The Hermitage, Franklin TN

It was a gloriously sunny day in Nashville today, all the better for daytripping! Our first point of order today was to get in the car and drive to the Hermitage, Andrew Jackson's plantation only about 20 min east of Nashville.



Once on the grounds, they gave us the receiver for an audio tour and ushered us to a theatre. We saw a stocktastic video about the life of US President Andrew Jackson narrated by US President Martin Sheen (what? He is to me!). In stark contrast with Graceland, where Elvis' life was completely whitewashed -they don't even say how he died, just tell you the date- the Hermitage speaks about the controversies and deplorable things of Jackson's presidency a lot more openly and in-depth than I expected. Of course, they highlight his military victories, his temperament and his work securing rights for the common man, but also discuss how he had displaced thousands of Cherokee Indians in what became known as the Trail of Tears, his contempt towards suffragists or his unapologetic slave-owning.

As for the place itself: by comparison with the gorgeous and lavish sugar plantations we saw in Louisiana, this cotton plantation in Tennessee looks austere and cold. It reminded me more of New England, in a way: rolling green plains, red brick houses and white churches, modest furniture... It's a completely different experience. It's aesthetically much less impressive, but it's historically significant.



Talking about the furniture: interestingly, because the plantation was sold to the government by Jackson's direct descendants, it's never changed hands and so pretty much everything inside the mansion is original.

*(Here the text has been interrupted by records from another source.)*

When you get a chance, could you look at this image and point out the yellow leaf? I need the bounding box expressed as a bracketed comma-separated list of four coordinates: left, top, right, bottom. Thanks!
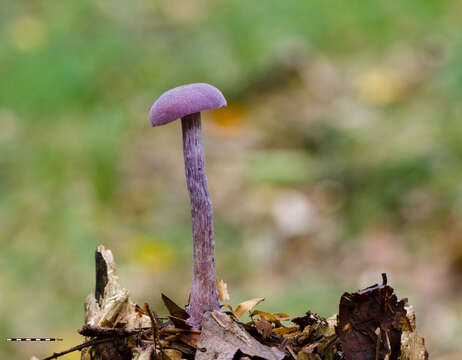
[250, 310, 278, 323]
[357, 68, 407, 105]
[234, 298, 265, 319]
[217, 280, 232, 302]
[221, 304, 234, 313]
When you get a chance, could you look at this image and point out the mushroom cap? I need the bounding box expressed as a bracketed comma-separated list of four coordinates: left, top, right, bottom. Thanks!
[149, 83, 226, 126]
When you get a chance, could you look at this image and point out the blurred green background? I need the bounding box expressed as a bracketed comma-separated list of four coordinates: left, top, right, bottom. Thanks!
[0, 0, 462, 360]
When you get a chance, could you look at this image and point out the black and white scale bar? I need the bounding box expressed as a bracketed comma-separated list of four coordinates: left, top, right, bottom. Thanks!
[6, 338, 63, 341]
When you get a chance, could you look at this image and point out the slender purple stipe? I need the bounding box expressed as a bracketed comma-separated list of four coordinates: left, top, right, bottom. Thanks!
[149, 83, 226, 329]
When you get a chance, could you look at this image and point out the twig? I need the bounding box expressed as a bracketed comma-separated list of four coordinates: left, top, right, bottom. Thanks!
[43, 337, 114, 360]
[144, 303, 164, 360]
[77, 325, 152, 337]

Although the grounds are huge, it's mostly just a green prairie. The small mausoleum for Jackson and his wife is beautiful, but Rachel Jackson's garden looked a bit dry.

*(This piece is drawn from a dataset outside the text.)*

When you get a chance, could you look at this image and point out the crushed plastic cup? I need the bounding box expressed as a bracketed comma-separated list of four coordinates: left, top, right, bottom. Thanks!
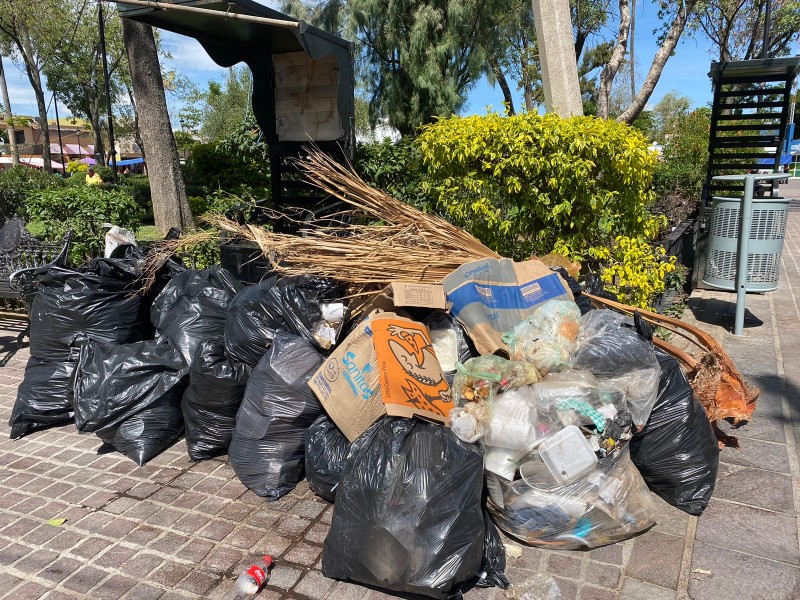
[539, 425, 597, 484]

After The Hermitage, since we were driving off, we decided to drop by Fontanel, the mansion of country star Barbara Mandrell, to see whether we wanted to visit. When we got there we weren't seduced by the surroundings, so we just had lunch at the Italian restaurant there, which was terrible, and promptly drove off as fast as we could!

Our next stop in our small roadtrip all around the Nashville area was the town of Franklin, Tennessee, a small town from before the Civil War that's been very carefully preserved and now works as an affluent satellite to Nashville. Its town centre is comprised of colonial red brick buildings housing all sorts of chic fashion, stationery, antiques, cafés and, sure, the occasional tourist shop as well.

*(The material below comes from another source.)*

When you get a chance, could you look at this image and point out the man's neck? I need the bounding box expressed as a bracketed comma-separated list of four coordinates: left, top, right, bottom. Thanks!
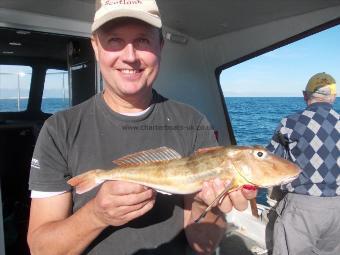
[103, 89, 152, 113]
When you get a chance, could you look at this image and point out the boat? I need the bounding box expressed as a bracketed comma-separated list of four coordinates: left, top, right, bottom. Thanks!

It was sunny, it was warm, and it was really fun to walk up and down Main Street checking out all the different stores. We also briefly went to The Factory, an old factory on the outskirts of town now converted into an antique/gallery/retail space, but it wasn't very interesting at all so we just left.

After all this it was still only 5PM, so on our way back to Nashville we stopped by the Tennessee State Capitol to take in the view of Bicentennial Park from above. The park looks nice, but the surroundings weren't very inviting to get down from our perch. On the upside, Legislative Plaza right in front of the capitol looked stunning with cherry blossoms all around its fountains.



One short drive back and one stop at Mitchell Delicatessen to get a couple of delicious sandwiches later, we're safely back in our rental house. That was our last day in Nashville, but tomorrow we'll still have time in the morning, and we plan to use it to check out... the Parthenon!